Even with restricted budgets, when we are visiting, we have a habit of enjoying in events together that blow both our budgets. Although individually we are both financially aware and practice good financial discipline, when we are visiting together, all logic goes out the window. It's almost as if we encourage bad decisions. I've never taken the time to actually calculate how much I spend in one weekend visiting, so here is my chance at honesty.

Travel: $220.00
Eating Out: $36.00
Grocery: $18.00
Gift: $43.00


Financially speaking, this visit was better than most. Minus the travel expenses, I spent about $100.00 for the weekend. I know that this total is better than most other visits, as all dinners over the weekend were cooked at home. This was our attempt at a frugal weekend. For us, this is not the norm. However, I have to admit it was a nice change.

I do feel like it is my responsibility to help out where my mom's finances fall short. I don't mind giving (not lending) money to help her out, especially when I know that typically she does live a very frugal life. I also like to give her gifts that she wouldn't buy for herself because they are too expensive, but I know she really wants. She struggled so much in her life, and I like knowing I can provide her enjoyment or make her life a little easier. But, is there ever a point where a line should be drawn to say it's not my responsibility? Are my actions hurting her in the long run? How do I help my mother increase her income so I don't feel like its my responsibility to cover her expenses?

1 comment:

Anonymous said...

If you're covering your mom's living expenses or debts, then yes, there's a problem. But if your contributions are entirely treats and gifts, then the problem isn't financial - it's a self-imposed sense of obligation, and that's an emotional issue.

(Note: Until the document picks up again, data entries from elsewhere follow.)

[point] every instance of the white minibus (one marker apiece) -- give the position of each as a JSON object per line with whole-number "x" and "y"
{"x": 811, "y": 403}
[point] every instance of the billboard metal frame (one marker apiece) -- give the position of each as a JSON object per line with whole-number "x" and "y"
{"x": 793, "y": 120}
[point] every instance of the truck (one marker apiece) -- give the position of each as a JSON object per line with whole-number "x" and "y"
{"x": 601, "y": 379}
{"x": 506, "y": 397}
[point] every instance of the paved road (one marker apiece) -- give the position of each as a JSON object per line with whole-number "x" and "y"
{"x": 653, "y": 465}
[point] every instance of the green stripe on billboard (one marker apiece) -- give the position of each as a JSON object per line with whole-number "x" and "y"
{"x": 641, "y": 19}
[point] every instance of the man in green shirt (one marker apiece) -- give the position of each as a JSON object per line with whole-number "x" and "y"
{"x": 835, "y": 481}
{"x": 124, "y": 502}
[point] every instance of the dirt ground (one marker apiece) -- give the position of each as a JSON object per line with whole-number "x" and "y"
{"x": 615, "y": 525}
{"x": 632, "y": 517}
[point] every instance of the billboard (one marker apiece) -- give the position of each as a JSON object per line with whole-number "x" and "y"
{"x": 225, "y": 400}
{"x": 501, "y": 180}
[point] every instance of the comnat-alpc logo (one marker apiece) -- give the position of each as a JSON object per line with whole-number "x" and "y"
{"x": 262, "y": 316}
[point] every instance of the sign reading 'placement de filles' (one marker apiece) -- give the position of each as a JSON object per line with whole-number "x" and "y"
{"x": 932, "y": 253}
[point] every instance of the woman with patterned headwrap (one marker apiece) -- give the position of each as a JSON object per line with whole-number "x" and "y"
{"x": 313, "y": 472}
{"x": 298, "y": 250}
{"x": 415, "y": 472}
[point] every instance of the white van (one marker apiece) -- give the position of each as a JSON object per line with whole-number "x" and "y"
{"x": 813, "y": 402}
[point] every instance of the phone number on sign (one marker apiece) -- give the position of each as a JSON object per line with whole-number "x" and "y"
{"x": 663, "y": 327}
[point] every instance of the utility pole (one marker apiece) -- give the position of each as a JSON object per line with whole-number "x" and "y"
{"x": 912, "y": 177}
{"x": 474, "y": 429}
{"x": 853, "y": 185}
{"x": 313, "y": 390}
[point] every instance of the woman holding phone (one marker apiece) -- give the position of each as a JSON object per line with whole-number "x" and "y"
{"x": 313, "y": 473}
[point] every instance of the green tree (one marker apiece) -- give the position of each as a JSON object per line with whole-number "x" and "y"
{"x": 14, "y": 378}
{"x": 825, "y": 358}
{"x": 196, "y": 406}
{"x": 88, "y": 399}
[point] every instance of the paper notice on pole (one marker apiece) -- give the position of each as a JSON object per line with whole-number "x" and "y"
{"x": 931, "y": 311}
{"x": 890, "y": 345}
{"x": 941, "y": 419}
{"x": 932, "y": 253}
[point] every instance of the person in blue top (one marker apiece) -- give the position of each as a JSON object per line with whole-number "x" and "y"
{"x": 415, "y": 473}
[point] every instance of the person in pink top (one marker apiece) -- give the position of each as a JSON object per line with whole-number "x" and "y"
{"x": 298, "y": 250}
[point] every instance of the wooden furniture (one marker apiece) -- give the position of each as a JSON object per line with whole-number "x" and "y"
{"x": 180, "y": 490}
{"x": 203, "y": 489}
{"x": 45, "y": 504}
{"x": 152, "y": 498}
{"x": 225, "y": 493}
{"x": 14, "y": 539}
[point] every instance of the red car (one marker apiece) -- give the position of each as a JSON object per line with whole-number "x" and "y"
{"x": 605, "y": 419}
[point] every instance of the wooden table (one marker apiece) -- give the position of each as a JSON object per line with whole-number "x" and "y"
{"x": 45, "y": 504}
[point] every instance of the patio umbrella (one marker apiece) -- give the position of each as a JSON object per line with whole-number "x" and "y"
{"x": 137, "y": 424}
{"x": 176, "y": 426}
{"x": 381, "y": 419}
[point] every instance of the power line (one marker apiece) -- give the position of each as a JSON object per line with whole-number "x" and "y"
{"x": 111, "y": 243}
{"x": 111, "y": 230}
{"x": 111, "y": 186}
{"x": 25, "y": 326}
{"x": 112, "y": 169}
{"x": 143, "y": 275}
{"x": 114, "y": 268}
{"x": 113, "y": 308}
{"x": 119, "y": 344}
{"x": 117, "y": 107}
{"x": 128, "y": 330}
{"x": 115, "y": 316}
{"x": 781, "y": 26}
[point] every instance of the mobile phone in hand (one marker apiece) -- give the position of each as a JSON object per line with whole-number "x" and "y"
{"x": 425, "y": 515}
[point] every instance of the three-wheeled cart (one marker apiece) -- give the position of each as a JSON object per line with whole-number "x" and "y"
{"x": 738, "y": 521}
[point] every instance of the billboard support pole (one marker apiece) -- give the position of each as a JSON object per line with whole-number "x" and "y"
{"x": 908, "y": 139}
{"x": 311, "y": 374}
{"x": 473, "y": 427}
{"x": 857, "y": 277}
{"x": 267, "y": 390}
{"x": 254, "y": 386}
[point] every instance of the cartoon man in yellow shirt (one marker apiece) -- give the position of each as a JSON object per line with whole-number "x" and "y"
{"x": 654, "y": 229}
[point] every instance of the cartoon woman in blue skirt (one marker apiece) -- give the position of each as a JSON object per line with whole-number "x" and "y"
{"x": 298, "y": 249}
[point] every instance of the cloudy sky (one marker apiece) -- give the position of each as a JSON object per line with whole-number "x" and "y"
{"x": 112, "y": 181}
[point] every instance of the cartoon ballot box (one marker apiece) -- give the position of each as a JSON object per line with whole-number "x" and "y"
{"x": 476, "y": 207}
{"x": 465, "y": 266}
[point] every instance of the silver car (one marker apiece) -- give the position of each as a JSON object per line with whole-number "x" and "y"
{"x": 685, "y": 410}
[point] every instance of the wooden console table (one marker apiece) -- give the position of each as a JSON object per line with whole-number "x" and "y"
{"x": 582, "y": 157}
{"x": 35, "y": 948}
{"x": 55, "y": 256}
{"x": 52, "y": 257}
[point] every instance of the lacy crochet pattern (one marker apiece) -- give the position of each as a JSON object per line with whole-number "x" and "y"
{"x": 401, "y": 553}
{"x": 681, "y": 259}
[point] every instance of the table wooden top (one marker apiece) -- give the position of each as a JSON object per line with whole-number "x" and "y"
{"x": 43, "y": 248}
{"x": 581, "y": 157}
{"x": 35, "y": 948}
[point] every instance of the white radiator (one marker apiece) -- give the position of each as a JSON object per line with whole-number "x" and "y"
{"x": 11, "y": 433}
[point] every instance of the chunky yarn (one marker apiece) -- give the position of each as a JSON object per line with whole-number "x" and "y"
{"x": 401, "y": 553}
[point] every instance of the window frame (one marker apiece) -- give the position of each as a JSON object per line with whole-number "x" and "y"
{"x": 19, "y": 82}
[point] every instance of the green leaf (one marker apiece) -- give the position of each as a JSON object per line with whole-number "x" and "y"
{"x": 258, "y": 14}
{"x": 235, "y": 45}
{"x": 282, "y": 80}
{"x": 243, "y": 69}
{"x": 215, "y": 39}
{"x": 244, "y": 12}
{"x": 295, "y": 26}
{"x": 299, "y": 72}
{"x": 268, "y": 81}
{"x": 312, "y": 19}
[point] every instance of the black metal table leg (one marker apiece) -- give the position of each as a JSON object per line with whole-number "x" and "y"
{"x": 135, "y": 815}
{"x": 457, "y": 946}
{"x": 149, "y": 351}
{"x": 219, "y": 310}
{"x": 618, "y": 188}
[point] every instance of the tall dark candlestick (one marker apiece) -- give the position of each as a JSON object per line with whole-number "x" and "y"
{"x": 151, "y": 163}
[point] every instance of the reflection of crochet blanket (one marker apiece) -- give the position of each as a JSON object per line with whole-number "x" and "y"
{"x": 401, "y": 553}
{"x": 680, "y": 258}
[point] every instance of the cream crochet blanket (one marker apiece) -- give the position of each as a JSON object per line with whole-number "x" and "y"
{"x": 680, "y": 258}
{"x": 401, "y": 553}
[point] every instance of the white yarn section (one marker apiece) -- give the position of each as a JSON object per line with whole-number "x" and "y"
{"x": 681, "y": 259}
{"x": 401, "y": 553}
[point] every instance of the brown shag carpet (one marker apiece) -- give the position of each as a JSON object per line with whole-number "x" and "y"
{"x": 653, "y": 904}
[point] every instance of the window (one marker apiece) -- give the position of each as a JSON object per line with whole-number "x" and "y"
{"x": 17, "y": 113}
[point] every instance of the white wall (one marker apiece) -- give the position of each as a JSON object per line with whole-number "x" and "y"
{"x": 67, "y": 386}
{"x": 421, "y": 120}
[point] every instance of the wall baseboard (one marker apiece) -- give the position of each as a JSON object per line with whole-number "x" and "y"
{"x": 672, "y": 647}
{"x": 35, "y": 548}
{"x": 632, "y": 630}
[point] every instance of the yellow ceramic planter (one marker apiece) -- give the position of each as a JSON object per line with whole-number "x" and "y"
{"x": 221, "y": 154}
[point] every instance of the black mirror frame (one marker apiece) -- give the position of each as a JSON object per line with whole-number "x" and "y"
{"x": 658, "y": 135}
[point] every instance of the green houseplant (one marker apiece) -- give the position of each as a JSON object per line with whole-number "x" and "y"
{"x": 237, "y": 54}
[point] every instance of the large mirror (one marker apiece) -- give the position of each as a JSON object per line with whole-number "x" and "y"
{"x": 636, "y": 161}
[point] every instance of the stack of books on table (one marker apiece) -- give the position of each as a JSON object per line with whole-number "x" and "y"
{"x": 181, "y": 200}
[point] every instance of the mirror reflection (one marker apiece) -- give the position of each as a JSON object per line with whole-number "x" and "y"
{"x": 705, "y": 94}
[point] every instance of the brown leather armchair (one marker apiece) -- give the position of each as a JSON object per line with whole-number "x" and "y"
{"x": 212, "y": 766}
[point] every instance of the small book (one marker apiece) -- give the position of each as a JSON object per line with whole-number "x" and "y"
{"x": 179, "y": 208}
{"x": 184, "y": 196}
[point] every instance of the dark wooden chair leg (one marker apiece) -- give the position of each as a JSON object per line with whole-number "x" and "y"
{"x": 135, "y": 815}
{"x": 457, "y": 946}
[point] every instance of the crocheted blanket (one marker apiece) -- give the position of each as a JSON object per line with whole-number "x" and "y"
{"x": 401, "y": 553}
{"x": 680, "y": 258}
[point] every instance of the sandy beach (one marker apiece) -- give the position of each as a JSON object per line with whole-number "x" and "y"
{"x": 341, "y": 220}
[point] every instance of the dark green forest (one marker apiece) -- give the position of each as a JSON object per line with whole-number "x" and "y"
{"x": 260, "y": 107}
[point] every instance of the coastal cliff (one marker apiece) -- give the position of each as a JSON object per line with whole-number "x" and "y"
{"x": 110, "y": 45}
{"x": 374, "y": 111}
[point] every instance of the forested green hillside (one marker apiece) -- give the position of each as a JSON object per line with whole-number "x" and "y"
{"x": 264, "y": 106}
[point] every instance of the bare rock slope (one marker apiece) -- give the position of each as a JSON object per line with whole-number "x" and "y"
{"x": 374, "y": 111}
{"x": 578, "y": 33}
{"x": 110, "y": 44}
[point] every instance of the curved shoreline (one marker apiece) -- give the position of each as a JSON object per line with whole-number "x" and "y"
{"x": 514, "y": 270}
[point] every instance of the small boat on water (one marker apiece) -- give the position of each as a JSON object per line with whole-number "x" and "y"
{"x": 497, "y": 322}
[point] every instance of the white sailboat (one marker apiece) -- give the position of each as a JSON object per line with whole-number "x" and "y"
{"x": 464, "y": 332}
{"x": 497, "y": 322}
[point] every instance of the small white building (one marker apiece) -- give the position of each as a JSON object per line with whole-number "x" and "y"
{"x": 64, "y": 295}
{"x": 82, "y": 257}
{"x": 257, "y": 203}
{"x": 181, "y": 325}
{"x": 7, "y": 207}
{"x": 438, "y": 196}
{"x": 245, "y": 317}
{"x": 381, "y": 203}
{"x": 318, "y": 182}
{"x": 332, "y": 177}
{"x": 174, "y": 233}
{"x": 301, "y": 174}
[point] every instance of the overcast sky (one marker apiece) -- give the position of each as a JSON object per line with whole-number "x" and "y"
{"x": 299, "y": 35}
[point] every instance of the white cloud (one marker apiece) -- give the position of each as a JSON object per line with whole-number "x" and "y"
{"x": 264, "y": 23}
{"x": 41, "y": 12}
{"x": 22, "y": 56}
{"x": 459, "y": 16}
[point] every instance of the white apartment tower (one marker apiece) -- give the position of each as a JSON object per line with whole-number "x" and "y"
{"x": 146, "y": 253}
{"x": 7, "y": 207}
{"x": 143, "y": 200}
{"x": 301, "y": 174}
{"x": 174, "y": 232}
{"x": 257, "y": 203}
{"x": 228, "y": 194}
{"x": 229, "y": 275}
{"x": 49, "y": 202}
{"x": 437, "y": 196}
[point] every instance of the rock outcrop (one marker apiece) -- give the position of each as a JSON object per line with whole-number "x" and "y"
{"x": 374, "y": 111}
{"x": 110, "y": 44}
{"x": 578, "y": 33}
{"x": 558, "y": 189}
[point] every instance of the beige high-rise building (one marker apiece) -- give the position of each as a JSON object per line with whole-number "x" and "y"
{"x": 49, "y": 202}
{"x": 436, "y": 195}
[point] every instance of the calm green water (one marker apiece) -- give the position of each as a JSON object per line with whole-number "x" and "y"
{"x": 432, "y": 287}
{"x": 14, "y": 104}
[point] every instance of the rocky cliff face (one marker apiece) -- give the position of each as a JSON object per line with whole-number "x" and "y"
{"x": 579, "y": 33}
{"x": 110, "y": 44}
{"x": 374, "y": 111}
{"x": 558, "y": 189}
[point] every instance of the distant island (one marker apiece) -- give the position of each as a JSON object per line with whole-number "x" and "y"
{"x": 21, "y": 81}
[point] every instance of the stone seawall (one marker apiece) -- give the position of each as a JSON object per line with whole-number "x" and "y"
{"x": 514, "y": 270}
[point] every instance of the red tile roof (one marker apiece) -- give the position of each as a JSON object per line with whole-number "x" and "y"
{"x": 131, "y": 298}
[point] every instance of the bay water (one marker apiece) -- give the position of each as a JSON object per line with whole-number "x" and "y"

My mom is now financially healthier than she was a few years ago, and now I'm learning how to handle her pride. It's not that difficult...we usually go to dinner and brunch, and I pick up the bills while she picks up the tips. She always tries to pay, but then I remind her that she picked up sale items like coffee and salsa for me, and hooks me up with free chiropractic worth a whole lot more than a couple of restaurant meals. And occasionally I do let her get the whole check (but I make sure it's a small one).